Awantura w Starych Babicach – 37-letni mężczyzna pobił matkę, a jej konkubenta zaatakował z nożem w ręku

Policjanci z komisariatu w Starych Babicach zatrzymali 37-letniego mężczyznę, który, będąc pod wpływem alkoholu, zaatakował swoją matkę i jej konkubenta. Jak twierdzą prowadzący śledztwo, nie był to pierwszy raz, gdy w rodzinie doszło do eskalacji przemocy.

Zgubne skutki spożycia alkoholu

Zawiadomienie o mężczyźnie z ranami od noża odebrała komenda w Starych Babicach. Na miejsce niezwłocznie skierowano funkcjonariuszy, którzy po przybyciu pod wskazany adres zastali kobietę i dwóch mężczyzn. Jeden z nich krwawił z widocznych ran w okolicach głowy i ręki. Policjanci wezwali karetkę. Ratownicy medyczni przewieźli poszkodowanego do szpitala zaraz po tym, jak opatrzyli jego rany.

Już na miejscu policjanci przystąpili do ustalania przebiegu zdarzeń, Ze wstępnych opisów wiadomo, że cała trójka obecna w mieszkaniu wspólnie spożywała napoje alkoholowe. W pewnym momencie 37-letni mężczyzna, który okazał się synem przebywającej na miejscu zdarzenia kobiety, wszedł do jej pokoju i zaczął okładać ją pięściami, jednocześnie używając obelżywych słów. Następnie skierował się ku konkubentowi matki i zadał mu kilka ciosów nożem.
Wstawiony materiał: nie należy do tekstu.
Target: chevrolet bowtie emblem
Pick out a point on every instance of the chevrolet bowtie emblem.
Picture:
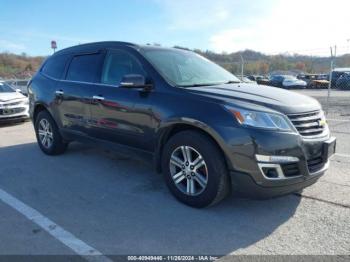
(322, 122)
Nie pierwsza taka sytuacja..

Agresywnego 37-latka poddano testowi alkomatem, który wykazał, iż ma on w swoim organizmie trzy promile alkoholu. Mężczyznę zatrzymano i doprowadzono do biura prokuratora. Po przeanalizowaniu zeznań świadków i osób z otoczenia rodziny ustalono, że nie był t pierwszy raz, gdy mężczyzna podniósł rękę na swoją matkę. Do podobnych sytuacji miało dochodzić od niemalże roku. Na podstawie zgromadzonego materiału dowodowego 37-latkowi przedstawiono zarzut usiłowania zabójstwa. Odpowie on również za fizyczne i psychiczne znęcanie się nad matką.

Sąd zadecydował o konieczności zastosowania wobec podejrzanego środka zapobiegawczego w postaci trzymiesięcznego aresztu. Za samo usiłowanie zabójstwa grozi mężczyźnie kara od ośmiu lat więzienia do dożywotniego pozbawienia wolności. Jaki będzie wyrok? To zależy od przedstawicieli wymiaru sprawiedliwości.